Gregory D. Grove, a principal in Much Shelist’s business & finance group, concentrates his practice on private equity, venture capital and corporate transactions and counseling. He advises funds, boards of directors, management teams, underwriters, and private and public companies at all stages of development, from entrepreneurial to established, operating in a wide range of industries.
How has the practice of law changed from when you first got into it?
Deals are moving faster and everyone is more accessible. I began my practice 15 years ago representing high-technology companies in communications, software and life sciences, as well as the funds that invested in companies in those industries. At that time, sending large documents via e-mail was not common, but now many of the innovations in the communications and software industries have enabled all of us to communicate complex concepts on the move and to send large documents quickly. What has not changed is that clients are looking for practical solutions and advice. Sometimes when folks are rushing into an opportunity or a perceived opportunity, that advice is “step back and think about process, timing and what is important to achieve.” That can run counter to the always-faster pressures we face, but in my experience clients who take time with legal counsel and other advisors to think about the forest and not just individual trees usually achieve better outcomes in negotiation. Typically this happens when clients come to view their attorneys as close strategic partners.
What advice do you have for law students?
Cooperation is key. Law schools typically try to build classes with a mix of experience and backgrounds. Join a study group with people who are strong where you are weak and where you can contribute your strengths to help others. Work on a journal and aim for a leadership role. A complex litigation or complex transaction will require a team approach, where each member will need to contribute to the whole. Experience in supervising, cooperating with and reporting to people with different personalities, learning styles and communication styles will be very important to your legal career. Start practicing now. In addition, you should seek out a mentor at a law firm that defines success not only by the bottom line, but through dedication to client and community service, and creating and nurturing a service-driven culture.
What are the challenges of maintaining a work-life balance?

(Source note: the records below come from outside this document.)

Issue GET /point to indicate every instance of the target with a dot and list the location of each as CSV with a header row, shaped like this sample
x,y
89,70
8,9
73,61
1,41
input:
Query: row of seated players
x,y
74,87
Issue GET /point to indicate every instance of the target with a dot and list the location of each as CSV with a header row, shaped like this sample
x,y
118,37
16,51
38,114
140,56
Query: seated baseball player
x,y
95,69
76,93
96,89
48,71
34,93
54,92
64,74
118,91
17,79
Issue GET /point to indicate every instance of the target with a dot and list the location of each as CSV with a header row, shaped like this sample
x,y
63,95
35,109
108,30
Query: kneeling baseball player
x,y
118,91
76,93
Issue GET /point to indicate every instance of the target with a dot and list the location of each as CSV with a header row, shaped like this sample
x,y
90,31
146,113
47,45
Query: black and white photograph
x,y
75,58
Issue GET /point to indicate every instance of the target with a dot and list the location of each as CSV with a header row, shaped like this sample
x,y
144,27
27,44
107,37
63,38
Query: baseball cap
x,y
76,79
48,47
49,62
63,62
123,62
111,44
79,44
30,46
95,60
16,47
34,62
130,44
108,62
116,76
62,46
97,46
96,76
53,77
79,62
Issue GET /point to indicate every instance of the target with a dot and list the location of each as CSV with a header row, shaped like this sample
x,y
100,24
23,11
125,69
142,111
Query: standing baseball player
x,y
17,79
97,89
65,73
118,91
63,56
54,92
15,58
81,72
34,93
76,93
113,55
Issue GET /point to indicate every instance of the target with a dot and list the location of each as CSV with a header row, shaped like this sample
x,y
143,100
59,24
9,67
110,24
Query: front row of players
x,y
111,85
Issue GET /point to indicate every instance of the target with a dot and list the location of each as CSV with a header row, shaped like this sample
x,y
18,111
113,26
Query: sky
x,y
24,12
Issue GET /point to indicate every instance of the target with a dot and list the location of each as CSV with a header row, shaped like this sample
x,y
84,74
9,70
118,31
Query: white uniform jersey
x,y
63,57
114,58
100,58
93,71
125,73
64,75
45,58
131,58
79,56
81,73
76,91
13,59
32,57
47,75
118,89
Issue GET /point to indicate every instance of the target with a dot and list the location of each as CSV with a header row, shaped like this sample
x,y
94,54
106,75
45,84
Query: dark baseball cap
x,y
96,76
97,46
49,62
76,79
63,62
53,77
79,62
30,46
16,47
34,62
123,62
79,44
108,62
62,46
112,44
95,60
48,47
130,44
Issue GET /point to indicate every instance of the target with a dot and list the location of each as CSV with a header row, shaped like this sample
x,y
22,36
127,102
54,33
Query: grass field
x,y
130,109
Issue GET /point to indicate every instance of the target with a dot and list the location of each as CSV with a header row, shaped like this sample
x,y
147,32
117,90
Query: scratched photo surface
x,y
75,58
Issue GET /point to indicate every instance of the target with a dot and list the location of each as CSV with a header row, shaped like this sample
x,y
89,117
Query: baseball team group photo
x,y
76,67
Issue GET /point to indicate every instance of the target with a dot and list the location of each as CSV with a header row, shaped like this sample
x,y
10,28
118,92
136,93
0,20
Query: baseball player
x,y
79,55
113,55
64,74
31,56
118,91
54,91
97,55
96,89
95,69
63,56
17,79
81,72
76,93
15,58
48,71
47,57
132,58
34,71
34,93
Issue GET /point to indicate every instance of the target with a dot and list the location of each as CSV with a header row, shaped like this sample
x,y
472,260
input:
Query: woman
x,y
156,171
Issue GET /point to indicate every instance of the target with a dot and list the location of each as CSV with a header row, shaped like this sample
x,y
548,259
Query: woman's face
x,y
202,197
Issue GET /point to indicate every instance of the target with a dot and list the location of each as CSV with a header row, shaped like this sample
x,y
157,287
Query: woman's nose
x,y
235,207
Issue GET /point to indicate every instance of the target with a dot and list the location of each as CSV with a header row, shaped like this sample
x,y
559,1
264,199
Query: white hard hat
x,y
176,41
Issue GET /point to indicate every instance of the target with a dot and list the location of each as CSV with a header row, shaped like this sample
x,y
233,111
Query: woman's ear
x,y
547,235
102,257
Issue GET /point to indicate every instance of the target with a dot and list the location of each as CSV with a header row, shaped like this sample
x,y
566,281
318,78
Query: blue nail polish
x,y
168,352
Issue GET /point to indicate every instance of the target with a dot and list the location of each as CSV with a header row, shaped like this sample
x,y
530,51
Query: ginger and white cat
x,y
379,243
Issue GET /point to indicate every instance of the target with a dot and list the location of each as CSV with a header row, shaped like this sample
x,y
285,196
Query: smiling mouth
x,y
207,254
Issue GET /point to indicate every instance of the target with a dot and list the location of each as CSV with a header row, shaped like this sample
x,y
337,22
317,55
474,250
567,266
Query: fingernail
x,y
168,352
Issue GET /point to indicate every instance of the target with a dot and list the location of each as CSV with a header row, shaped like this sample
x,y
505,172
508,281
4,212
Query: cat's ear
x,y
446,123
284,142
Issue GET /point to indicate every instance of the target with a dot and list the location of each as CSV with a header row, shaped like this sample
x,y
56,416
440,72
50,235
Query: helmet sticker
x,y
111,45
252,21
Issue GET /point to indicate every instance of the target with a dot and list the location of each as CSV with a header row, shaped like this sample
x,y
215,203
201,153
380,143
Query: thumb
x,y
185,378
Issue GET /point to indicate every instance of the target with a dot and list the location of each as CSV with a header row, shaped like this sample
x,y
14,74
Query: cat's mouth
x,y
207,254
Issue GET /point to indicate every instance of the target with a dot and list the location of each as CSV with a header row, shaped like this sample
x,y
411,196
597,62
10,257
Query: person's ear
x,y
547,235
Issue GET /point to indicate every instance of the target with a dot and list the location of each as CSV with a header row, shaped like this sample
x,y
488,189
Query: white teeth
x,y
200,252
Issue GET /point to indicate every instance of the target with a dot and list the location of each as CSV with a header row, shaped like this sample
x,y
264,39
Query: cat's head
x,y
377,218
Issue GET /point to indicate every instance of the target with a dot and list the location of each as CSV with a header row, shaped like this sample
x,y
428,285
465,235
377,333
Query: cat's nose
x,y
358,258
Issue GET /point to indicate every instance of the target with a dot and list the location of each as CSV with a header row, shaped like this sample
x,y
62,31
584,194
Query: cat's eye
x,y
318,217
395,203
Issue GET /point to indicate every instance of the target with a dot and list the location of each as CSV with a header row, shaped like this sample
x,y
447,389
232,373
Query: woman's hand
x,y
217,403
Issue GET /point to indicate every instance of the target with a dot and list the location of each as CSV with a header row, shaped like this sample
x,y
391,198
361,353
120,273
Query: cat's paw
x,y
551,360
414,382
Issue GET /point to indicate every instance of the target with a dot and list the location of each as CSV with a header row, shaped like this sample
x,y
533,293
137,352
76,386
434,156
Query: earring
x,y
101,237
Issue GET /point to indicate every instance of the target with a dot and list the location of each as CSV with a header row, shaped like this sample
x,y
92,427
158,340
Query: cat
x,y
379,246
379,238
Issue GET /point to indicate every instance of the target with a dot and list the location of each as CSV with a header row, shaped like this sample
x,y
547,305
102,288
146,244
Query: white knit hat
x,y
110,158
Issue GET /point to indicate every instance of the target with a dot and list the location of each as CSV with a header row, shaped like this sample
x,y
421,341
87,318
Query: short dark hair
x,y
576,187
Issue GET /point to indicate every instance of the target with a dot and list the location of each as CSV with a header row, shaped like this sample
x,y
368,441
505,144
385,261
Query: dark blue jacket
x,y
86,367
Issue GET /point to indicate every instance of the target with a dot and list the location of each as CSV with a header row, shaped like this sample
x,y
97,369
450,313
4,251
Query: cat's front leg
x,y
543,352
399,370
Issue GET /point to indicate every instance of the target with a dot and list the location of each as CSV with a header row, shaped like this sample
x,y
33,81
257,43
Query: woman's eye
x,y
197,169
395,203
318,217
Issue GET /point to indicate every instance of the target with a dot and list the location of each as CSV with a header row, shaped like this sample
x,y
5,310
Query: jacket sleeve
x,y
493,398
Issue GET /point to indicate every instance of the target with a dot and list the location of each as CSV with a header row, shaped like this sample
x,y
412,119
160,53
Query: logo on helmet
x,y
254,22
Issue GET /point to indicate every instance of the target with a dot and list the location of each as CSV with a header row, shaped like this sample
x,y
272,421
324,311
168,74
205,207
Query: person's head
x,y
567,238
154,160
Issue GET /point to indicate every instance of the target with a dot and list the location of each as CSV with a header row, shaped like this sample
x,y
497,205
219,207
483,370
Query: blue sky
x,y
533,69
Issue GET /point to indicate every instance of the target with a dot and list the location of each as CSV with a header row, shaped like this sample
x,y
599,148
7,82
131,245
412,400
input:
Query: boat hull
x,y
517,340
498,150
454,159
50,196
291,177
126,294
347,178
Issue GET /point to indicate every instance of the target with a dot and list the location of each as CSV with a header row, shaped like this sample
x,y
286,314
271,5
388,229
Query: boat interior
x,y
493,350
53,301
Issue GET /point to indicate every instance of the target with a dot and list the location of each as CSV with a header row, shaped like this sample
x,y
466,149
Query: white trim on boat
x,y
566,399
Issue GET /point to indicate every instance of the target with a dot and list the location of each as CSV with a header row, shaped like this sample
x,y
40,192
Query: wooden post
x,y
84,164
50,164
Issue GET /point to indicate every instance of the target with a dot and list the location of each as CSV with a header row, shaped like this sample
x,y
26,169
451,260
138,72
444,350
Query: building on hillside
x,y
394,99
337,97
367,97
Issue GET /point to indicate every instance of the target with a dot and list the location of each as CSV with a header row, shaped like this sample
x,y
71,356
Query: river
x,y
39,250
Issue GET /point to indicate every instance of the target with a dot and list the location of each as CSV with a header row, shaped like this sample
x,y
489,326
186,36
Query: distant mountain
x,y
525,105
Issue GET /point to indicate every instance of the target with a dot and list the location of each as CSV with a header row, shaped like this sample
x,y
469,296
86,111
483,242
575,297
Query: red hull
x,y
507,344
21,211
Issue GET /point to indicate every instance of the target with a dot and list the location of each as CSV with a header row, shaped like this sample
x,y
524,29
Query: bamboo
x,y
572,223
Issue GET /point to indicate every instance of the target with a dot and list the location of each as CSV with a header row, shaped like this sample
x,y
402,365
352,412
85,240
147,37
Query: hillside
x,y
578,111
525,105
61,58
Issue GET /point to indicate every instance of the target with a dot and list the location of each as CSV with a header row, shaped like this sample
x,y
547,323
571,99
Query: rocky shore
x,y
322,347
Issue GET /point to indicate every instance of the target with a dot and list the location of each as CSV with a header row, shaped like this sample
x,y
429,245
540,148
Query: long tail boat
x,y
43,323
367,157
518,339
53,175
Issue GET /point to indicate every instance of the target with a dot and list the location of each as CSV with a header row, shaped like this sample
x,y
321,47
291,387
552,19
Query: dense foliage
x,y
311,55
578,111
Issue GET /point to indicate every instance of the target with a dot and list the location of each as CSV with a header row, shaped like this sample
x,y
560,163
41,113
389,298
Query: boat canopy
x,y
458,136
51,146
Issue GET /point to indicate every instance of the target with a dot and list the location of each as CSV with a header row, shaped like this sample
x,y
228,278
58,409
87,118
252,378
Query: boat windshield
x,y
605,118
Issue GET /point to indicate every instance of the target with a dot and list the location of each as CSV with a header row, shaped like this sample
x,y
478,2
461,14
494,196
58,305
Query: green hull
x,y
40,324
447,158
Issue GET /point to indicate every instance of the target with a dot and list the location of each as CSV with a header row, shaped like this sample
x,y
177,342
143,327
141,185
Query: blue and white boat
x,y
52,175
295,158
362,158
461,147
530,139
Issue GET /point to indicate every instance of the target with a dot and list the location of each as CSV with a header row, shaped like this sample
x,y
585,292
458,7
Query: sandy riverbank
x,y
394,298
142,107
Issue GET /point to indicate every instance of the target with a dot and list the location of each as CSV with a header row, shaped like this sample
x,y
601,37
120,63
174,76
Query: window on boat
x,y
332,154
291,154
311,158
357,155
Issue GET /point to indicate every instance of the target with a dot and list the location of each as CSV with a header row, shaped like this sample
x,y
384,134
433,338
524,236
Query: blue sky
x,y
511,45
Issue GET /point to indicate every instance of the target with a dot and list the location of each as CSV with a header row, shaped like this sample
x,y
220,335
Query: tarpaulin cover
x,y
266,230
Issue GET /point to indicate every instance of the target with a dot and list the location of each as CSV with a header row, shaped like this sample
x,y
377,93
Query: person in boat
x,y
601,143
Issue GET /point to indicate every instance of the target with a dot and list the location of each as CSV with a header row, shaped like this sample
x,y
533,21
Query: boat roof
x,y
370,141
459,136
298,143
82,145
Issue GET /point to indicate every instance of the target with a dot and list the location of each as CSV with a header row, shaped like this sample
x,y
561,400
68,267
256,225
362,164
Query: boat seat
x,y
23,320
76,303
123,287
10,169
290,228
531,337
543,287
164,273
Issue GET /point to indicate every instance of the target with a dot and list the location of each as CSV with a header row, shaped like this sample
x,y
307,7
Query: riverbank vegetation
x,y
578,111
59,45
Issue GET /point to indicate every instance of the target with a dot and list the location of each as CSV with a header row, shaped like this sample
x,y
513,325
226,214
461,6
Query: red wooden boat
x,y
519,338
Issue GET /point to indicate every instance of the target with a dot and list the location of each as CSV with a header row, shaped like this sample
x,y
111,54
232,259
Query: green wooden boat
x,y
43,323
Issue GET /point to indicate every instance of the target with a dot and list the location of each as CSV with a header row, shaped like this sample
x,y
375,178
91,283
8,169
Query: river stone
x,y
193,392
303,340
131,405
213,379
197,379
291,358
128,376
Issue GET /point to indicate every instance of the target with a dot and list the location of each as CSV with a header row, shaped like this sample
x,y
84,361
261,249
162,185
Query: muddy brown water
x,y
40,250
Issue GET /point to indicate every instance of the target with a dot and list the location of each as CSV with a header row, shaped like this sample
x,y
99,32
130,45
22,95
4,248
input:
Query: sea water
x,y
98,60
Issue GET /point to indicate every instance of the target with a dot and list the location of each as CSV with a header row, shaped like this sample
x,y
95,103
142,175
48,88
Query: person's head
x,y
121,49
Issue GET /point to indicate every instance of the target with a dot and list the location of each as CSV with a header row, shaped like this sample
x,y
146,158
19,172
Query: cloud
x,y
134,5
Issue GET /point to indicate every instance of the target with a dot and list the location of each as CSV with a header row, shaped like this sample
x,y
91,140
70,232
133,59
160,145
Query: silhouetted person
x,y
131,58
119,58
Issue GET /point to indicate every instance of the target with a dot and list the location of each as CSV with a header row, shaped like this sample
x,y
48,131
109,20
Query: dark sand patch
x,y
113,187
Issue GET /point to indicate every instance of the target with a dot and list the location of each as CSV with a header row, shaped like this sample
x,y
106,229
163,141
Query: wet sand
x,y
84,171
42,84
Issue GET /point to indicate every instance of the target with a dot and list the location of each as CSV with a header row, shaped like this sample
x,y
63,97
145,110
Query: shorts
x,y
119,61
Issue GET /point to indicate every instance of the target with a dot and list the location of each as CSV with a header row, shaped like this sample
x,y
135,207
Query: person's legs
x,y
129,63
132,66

I try to maintain a workflow system that allows me to stay current on the needs of my clients and the status of my projects, so I can decide how to use any time, including personal time, that becomes available unexpectedly. Of course, “try” is the operative word, and the challenge comes when client needs are very pressing. Reserving time for and keeping commitments to self and family is important, and planning for longer-term client needs helps to minimize the need to make last-minute changes to personal and family commitments. My firm, Much Shelist, has made a commitment to balancing life outside of work with the ongoing demands of the job, and teamwork helps us all balance the load. Finally, we should all learn from each other, and studying friends and colleagues who do this well is one of the ways I try to improve my own work-life balance.